The UK general aviation (GA) community is bracing itself for a bitter and protracted battle with 27 European Union member states whose widespread opposition to the instrument meteorological conditions (IMC) rating for pilots has forced its exclusion from the European Aviation Safety Agency draft regulation for flight crew licences (FCL).

The agency is developing a set of common standards across 31 EASA member states which will be enforceable by European law.

The IMC rating is unique to the UK due to the country's notoriously unpredictable weather and has been in existence in its various forms since 1970. The UK Civil Aviation Authority, the only national aviation authority to voice its support for the rating, says it is designed to train pilots to rescue themselves from inadvertent entry into deteriorating weather conditions.

The authority has issued around 25,000 IMC ratings to holders of air transport, commercial and private pilots licences, of which 2,300 are still current. "The IMC rating has been a safety boon," says the CAA. "There have been eight air proxes in seven years involving commercial aircraft in IMC conditions, but none of these involves a GA pilot with an IMC rating."
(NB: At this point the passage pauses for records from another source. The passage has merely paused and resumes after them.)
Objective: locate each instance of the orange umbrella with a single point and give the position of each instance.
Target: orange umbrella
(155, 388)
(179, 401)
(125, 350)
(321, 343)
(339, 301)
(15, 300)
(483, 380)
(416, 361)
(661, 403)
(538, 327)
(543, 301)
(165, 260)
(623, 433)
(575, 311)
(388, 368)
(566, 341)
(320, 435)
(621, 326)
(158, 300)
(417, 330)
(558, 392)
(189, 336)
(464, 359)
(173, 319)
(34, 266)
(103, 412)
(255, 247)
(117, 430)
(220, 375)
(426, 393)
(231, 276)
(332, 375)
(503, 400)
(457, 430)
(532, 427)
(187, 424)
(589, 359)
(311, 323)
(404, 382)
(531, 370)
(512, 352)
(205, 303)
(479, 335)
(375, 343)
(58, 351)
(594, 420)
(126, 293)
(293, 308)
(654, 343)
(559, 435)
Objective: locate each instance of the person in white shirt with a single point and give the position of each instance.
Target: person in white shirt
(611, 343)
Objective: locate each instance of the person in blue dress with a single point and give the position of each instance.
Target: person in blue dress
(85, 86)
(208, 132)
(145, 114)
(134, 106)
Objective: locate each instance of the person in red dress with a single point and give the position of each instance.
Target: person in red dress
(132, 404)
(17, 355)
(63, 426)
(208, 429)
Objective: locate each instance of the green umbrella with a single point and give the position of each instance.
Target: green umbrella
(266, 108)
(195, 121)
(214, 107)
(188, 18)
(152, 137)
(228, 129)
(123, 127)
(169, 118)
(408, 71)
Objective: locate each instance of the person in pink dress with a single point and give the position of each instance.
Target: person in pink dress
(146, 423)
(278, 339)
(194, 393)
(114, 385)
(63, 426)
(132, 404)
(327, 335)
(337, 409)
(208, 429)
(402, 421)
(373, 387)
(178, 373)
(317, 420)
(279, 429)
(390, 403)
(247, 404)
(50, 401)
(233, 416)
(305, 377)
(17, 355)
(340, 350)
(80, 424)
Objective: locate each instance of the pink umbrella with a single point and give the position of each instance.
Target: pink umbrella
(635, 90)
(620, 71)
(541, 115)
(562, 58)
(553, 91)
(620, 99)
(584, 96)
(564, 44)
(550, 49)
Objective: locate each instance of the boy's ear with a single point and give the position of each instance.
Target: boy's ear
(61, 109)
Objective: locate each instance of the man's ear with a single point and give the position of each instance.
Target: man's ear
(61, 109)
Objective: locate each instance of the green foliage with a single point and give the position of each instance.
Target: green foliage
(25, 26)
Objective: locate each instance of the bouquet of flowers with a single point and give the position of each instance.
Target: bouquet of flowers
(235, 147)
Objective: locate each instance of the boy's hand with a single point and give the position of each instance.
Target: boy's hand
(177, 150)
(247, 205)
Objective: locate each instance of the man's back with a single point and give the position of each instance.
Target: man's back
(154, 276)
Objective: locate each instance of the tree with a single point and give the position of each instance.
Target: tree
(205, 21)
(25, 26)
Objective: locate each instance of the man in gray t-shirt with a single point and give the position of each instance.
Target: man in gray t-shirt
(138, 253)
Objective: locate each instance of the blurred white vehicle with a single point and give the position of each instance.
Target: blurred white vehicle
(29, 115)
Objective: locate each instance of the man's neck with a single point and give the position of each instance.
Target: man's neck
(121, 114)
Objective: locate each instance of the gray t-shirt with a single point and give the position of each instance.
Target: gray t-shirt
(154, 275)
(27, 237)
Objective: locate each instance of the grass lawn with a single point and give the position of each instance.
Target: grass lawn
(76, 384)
"A lot of people have spent time their time and money on a rating that will allow them to operate safely in bad weather and save their lives and others. EASA doesn't have a right to take this away," says a GA pilot.

The CAA and GA supporters have done a substantial amount of lobbying at European level to convince EU member states and stakeholders of the need to protect the rating.

However the opposition is widespread with countries including France, Germany, Italy and Poland appearing resolute.

"Apart from the UK nobody has come out in support of the rating. A number of states are saying nothing at all," says EASA deputy head of flight standards Eric Sivel. Opponents, which also include commercial operators, argue that rather than improve safety, the IMC rating encourages pilots to take unnecessary risks.

"Our opponents argue that if pilots choose to fly in IMC conditions they should get a proper instrument rating, but these are very time-consuming, costly and unnecessary as most of the time they are flying under visual flight rules and in visual metrological conditions," says the CAA.

The draft FCL regulation is scheduled for publication by March and should be adopted early next year following consultation, comment and review periods. EU and EASA member states then have a three-year transition period to implement the changes. EASA says it "supports the preservation of some sort of IMC flying in Europe" and is keen to find a solution.

"Although the IMC rating has not been included in the draft, pilots can continue flying with the rating until the end of the transition period in 2012. But over the next four years work we will work to build support for IMC flying throughout the EU member states," it says.